O segundo intelectual cristão é o já citado C. S. Lewis. Em Cristianismo puro e simples há um capítulo chamado As três partes da moralidade (esta discussão está cheia de tríades!) em que ele ilustra nossa relação com a moral mediante uma analogia com uma frota de embarcações. As três dimensões da moral seriam análogas, respectivamente, ao bom funcionamento interno de cada embarcação, à manutenção de sua trajetória em relação ao restante da frota e à execução do percurso correto rumo ao destino. Assim, a moral tem uma dimensão individual, uma social e uma teleológica (e, por implicação, teológica). Em outras palavras, ela depende de como lidamos com nós mesmos, com os outros seres humanos e com Deus. Pretendo aqui apenas chamar a atenção para o fato de que só a segunda dessas três categorias de relações é abarcada pelo conjunto das elucubrações éticas do Dr. Brink. Isso sem dúvida é psicologicamente compreensível, mas não se justifica filosoficamente. O silêncio sobre as outras duas partes da moralidade apenas pressupõe dogmaticamente que não temos nenhum dever moral que não seja em relação a outros seres humanos; em particular, que Deus não tem o direito ou o interesse de exigir nada de suas criaturas morais. Em matéria de direitos, portanto, o Deus do Dr. Brink não está sequer em pé de igualdade com suas criaturas; está abaixo delas. Repito que isso é psicologicamente compreensível, e espiritualmente mais ainda. Mas essa característica onipresente na argumentação de Brink refuta, uma vez mais, sua pretensão de estar estabelecendo uma ética mais compatível com o "teísmo". Não obstante, insisto que o Dr. Brink não estava sendo desonesto quando declarou, em [5.3], que sua autonomia da ética é compatível com o teísmo; ele "apenas" não sabia do que estava falando.
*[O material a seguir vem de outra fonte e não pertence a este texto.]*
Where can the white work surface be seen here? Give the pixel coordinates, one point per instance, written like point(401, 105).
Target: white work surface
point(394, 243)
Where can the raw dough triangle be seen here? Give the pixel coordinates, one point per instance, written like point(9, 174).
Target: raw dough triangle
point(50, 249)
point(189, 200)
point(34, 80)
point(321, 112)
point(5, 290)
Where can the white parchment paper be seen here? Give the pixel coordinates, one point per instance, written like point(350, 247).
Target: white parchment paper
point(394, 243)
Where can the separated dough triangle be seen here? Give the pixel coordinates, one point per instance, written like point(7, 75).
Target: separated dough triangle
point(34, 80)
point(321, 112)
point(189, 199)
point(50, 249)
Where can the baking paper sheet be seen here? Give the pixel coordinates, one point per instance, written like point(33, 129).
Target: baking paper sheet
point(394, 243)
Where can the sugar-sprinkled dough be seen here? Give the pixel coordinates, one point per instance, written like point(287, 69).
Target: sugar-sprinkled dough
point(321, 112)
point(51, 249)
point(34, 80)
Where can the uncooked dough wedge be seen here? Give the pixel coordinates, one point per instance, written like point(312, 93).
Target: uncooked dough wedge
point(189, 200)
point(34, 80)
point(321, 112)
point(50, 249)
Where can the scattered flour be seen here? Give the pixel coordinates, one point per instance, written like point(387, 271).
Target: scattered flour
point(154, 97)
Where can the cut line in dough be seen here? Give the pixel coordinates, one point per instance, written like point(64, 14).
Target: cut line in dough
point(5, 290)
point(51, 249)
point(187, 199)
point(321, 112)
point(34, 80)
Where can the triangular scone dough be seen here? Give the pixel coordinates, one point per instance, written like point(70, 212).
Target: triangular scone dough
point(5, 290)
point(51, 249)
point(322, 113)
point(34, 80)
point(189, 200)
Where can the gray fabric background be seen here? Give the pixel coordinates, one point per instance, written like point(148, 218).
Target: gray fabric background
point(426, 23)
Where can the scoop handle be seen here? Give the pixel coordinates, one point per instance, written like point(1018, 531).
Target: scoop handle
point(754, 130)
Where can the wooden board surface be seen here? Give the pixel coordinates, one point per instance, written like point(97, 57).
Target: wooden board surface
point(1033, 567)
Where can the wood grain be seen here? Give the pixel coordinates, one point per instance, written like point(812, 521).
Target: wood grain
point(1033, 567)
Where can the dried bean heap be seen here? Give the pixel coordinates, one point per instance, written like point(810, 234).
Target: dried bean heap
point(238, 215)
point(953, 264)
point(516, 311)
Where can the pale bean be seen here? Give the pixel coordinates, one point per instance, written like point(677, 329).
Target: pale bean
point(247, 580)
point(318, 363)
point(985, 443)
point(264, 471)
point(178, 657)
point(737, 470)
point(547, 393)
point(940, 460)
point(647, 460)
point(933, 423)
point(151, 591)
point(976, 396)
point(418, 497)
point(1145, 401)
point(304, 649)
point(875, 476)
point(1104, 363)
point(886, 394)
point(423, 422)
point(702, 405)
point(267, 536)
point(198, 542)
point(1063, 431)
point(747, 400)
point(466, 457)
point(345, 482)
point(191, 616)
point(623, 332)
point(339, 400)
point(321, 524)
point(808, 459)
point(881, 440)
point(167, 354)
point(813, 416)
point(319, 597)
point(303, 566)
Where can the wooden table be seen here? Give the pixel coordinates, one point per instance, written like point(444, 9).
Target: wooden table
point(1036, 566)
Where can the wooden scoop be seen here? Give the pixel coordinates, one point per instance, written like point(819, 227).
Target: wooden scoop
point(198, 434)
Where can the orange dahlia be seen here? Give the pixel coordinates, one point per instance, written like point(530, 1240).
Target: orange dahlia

Os problemas, porém, ainda não acabaram. Terminei a oitava parte dizendo que, para Brink, "O 'ajuste dialético', ou seja, a coerência interna de juízos e intuições estabelecida pela razão, é o critério epistemológico final da 'teoria moral secular'." Mas há vários problemas com esse critério final. O maior deles é o fato de não ser um critério final. Nada impede, por exemplo, que existam vários esquemas internamente coerentes e compatíveis com as intuições morais usadas como ponto de partida e que, no entanto, sejam incompatíveis entre si. Havendo tal coisa, o critério de Brink não ajudará a descobrir qual desses esquemas é o verdadeiro.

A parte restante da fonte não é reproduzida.